Mortgage bankers originated 44,696 commercial real estate loans that were backed by multifamily properties for $172.515 billion last year.
That was more in loans to finance apartment buildings than in any other year on record, according to historical data.
The details were spelled out in the Annual Report on Multifamily Lending 2013 from the Mortgage Bankers Association.
MBA derived the data from surveys of major multifamily lenders and recently released Home Mortgage Disclosure Act data.
Multifamily loan production improved from the previous year, when 41,106 mortgages were closed for $146.055 billion..
Last year’s multifamily loans were made by 2,898 lenders. But volume amounted to fewer than six loans at 62 percent of the lenders.
The biggest share of multifamily originations, $67.860 billion, came from banks and thrifts.

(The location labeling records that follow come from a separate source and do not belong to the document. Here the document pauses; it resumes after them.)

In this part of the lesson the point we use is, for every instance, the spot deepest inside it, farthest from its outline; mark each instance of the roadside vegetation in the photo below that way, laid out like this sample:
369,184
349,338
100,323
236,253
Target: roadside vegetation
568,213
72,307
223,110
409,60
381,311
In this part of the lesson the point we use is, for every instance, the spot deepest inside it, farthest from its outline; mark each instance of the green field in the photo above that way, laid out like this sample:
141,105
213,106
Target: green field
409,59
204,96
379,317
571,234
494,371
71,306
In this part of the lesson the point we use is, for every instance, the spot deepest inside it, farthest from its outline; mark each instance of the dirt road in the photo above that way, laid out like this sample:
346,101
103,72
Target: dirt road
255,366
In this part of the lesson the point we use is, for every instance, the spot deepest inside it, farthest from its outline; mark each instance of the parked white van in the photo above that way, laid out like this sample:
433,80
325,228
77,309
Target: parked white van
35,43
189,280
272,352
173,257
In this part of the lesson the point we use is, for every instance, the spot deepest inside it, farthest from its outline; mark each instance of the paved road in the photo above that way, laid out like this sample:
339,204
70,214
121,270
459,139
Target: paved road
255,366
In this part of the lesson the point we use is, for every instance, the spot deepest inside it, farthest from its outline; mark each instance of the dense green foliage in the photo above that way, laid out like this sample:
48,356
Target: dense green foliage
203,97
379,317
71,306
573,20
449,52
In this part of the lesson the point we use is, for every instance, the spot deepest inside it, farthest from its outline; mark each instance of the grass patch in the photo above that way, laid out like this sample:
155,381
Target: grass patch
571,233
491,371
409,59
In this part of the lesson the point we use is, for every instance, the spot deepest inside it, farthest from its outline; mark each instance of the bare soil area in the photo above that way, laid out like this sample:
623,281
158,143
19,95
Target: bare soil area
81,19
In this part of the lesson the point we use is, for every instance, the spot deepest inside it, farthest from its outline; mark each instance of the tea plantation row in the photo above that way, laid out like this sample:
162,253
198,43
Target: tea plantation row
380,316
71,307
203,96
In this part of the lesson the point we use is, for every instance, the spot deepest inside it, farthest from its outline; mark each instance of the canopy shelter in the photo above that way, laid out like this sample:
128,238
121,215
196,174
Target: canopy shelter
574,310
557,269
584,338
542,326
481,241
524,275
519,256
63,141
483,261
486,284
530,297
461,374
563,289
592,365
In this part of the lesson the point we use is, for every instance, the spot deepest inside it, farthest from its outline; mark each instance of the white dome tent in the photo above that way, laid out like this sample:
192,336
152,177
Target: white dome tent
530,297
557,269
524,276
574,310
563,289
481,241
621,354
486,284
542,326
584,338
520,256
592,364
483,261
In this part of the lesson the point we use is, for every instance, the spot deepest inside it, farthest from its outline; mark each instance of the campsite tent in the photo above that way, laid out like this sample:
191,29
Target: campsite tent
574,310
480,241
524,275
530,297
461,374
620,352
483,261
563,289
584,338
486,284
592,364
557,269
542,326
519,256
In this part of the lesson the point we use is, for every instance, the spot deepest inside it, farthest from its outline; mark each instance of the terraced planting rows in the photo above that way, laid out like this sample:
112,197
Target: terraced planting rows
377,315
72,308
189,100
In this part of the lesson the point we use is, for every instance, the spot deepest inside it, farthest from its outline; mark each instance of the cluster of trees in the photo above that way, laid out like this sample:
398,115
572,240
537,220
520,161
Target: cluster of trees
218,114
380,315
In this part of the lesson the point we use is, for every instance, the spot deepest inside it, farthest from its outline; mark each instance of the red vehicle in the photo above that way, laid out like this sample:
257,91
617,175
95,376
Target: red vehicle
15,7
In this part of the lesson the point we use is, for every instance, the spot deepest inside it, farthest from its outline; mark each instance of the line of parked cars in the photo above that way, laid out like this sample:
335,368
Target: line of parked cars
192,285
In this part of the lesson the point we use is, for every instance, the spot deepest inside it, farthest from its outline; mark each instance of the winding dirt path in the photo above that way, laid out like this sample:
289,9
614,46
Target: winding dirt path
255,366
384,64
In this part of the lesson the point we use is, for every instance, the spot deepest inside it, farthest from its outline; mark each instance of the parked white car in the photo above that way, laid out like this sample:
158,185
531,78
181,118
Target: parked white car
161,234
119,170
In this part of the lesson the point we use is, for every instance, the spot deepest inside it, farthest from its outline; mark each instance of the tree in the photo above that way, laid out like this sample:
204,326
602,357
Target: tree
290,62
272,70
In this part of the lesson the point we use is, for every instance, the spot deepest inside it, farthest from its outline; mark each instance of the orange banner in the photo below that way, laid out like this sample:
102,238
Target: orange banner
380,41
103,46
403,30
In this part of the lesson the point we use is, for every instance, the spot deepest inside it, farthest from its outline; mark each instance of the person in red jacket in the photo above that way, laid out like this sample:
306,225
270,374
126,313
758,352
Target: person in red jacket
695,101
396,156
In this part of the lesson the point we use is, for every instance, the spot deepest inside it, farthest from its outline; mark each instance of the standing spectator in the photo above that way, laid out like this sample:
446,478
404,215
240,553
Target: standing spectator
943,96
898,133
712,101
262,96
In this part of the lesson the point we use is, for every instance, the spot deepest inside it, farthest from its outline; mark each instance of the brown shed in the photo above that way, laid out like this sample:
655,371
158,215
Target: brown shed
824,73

Fannie Mae and Freddie Mac were responsible for another $47.565 billion, followed by $18.692 billion at life insurance companies, $12.830 billion that was insured by the Federal Housing Administration and $6.683 billion that was securitized in commercial mortgage-backed securities.
Among lenders, JPMorgan Chase & Co. originated 6,604 multifamily loans for $16.942 billion — the most of any lender.
Wells Fargo was No. 2 with 2,593 loans for $16.874 billion.
After than was 451 loans for $7.952 billion at PNC Real Estate, 357 loans for $7.796 billion at CBRE Capital Markets Inc. and 351 loans for $7.324 billion at KeyBank.
A separate report from MBA indicated that multifamily debt outstanding rose 1.4 percent from the first quarter of this year to $930 billion in the second quarter.